Il faudra ensuite que votre médicament démontre son efficacité d’une façon statistiquement significative afin de qu’il reçoive de la part des autorités de santé une « Autorisation de Mise sur le Marché ». Une fois cette autorisation de mise sur le marché obtenue votre jus de betterave devient un médicament.
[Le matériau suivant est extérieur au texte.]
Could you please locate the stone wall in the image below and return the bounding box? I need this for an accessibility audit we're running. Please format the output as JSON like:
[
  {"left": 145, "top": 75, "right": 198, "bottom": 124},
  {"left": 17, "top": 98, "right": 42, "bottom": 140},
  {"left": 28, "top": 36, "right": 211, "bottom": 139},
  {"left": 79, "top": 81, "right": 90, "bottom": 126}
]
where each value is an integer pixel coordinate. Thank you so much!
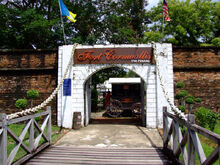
[
  {"left": 173, "top": 47, "right": 220, "bottom": 112},
  {"left": 0, "top": 47, "right": 220, "bottom": 125},
  {"left": 0, "top": 50, "right": 57, "bottom": 121}
]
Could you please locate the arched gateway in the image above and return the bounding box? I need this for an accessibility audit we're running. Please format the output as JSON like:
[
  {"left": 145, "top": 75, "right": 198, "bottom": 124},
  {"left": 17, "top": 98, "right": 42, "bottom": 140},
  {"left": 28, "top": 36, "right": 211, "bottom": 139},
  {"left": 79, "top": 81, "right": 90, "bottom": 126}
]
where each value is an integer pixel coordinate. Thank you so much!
[{"left": 57, "top": 43, "right": 174, "bottom": 128}]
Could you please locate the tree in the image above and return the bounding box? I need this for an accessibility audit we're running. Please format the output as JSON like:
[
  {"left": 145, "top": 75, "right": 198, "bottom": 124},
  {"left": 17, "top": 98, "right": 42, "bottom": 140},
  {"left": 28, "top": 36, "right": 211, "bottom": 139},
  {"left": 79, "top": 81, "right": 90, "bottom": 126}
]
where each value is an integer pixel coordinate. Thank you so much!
[{"left": 145, "top": 0, "right": 220, "bottom": 46}]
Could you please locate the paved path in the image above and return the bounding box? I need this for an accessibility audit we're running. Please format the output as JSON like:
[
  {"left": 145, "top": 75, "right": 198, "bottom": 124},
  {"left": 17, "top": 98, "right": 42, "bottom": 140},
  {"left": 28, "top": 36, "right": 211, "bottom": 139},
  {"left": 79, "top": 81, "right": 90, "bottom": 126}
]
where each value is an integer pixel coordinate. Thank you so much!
[
  {"left": 26, "top": 124, "right": 170, "bottom": 165},
  {"left": 55, "top": 124, "right": 163, "bottom": 148}
]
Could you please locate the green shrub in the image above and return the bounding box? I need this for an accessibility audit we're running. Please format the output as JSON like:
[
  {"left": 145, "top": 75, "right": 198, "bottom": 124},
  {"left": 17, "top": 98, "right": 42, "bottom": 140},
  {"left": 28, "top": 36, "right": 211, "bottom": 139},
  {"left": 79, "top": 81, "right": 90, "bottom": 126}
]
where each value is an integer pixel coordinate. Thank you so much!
[
  {"left": 27, "top": 89, "right": 39, "bottom": 99},
  {"left": 194, "top": 98, "right": 202, "bottom": 103},
  {"left": 185, "top": 95, "right": 195, "bottom": 104},
  {"left": 207, "top": 110, "right": 219, "bottom": 131},
  {"left": 195, "top": 107, "right": 209, "bottom": 128},
  {"left": 176, "top": 82, "right": 184, "bottom": 88},
  {"left": 211, "top": 37, "right": 220, "bottom": 46},
  {"left": 178, "top": 105, "right": 186, "bottom": 112},
  {"left": 180, "top": 90, "right": 188, "bottom": 97},
  {"left": 15, "top": 99, "right": 28, "bottom": 109}
]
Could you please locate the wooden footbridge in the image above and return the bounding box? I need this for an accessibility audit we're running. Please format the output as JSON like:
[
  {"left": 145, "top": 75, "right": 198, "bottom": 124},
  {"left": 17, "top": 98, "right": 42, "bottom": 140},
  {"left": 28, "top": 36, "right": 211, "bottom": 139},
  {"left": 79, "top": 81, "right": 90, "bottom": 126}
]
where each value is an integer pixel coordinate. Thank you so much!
[{"left": 0, "top": 107, "right": 220, "bottom": 165}]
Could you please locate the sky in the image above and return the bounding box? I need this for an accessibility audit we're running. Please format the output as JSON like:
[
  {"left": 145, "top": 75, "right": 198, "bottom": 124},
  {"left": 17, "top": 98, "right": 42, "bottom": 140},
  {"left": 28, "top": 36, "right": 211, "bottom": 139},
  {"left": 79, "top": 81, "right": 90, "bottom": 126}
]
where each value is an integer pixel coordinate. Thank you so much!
[{"left": 147, "top": 0, "right": 220, "bottom": 10}]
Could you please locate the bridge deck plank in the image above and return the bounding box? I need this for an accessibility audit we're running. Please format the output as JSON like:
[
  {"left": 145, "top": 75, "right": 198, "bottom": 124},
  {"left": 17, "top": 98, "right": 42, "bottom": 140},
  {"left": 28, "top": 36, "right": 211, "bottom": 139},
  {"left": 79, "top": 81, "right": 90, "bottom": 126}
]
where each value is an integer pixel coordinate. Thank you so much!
[{"left": 25, "top": 146, "right": 170, "bottom": 165}]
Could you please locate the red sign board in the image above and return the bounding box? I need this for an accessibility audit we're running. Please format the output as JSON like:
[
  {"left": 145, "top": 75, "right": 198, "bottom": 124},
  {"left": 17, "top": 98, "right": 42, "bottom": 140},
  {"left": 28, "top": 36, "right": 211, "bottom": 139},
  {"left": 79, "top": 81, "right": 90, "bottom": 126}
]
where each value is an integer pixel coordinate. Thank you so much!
[{"left": 74, "top": 47, "right": 153, "bottom": 64}]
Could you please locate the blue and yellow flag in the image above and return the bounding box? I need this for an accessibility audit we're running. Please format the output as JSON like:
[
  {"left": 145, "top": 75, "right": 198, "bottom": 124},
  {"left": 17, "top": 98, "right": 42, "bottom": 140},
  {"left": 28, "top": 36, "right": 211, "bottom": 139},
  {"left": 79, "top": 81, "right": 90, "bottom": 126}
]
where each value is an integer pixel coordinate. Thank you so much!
[{"left": 59, "top": 0, "right": 76, "bottom": 22}]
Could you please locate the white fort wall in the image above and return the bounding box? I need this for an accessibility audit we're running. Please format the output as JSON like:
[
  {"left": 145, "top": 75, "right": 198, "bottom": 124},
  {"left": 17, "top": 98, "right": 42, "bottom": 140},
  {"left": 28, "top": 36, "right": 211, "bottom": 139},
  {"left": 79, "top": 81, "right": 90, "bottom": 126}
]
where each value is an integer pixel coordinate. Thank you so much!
[{"left": 57, "top": 44, "right": 174, "bottom": 128}]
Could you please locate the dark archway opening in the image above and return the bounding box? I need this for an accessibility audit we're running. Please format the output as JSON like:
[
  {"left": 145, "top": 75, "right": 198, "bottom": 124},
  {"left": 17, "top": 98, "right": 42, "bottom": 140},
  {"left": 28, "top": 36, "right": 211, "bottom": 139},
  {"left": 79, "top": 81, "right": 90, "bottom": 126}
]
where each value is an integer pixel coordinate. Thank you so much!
[{"left": 85, "top": 67, "right": 146, "bottom": 126}]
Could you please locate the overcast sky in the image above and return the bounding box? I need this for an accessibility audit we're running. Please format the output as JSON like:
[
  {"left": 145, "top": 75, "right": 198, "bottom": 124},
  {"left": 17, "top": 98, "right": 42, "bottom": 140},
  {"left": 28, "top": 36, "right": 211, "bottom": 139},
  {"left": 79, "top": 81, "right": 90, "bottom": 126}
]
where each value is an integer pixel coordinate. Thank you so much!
[{"left": 147, "top": 0, "right": 220, "bottom": 9}]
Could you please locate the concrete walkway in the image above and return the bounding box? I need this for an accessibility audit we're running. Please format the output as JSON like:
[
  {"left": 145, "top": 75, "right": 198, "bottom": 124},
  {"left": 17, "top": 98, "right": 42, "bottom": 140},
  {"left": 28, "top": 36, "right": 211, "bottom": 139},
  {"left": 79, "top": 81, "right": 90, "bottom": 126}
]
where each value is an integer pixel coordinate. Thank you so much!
[{"left": 55, "top": 124, "right": 163, "bottom": 148}]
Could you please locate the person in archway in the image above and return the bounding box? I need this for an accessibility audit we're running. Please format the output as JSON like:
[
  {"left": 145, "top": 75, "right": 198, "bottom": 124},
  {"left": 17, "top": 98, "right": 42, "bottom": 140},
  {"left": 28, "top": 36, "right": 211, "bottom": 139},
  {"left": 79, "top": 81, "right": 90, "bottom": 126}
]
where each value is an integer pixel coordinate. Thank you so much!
[{"left": 105, "top": 91, "right": 111, "bottom": 111}]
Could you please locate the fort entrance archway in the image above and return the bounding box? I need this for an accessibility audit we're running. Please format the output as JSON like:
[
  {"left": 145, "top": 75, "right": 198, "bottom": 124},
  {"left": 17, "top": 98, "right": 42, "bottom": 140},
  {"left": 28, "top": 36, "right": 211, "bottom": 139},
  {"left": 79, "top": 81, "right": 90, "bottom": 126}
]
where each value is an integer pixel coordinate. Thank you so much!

Pourtant nous sommes loin d’être au bout de nos peines. Une fois l’autorisation de mise sur le marché obtenue il faudra entamer une négociation avec les autorités de tutelle afin d’envisager un prix. Ce prix doit tenir compte du poids de la maladie (fardeau de santé)  sur la santé publique (nombre de malades touchés et durées de traitement) et du coût de développement du médicament par l’inventeur. Une fois qu’un prix est proposé et accepté par les deux parties alors une commission doit établir ce que l’on appelle le "service médical rendu", ce qu’apporte le médicament en qualifiant ce progrès d’insuffisant, de faible, de modéré, ou d’important. Ensuite cette commission dite « de transparence » doit statuer sur un degré d’Amélioration du Service Médical Rendu. Quel est le degré d’importance d’amélioration de la santé grâce à ce médicament par rapport à l'existant. Voir Tableau ci-dessous.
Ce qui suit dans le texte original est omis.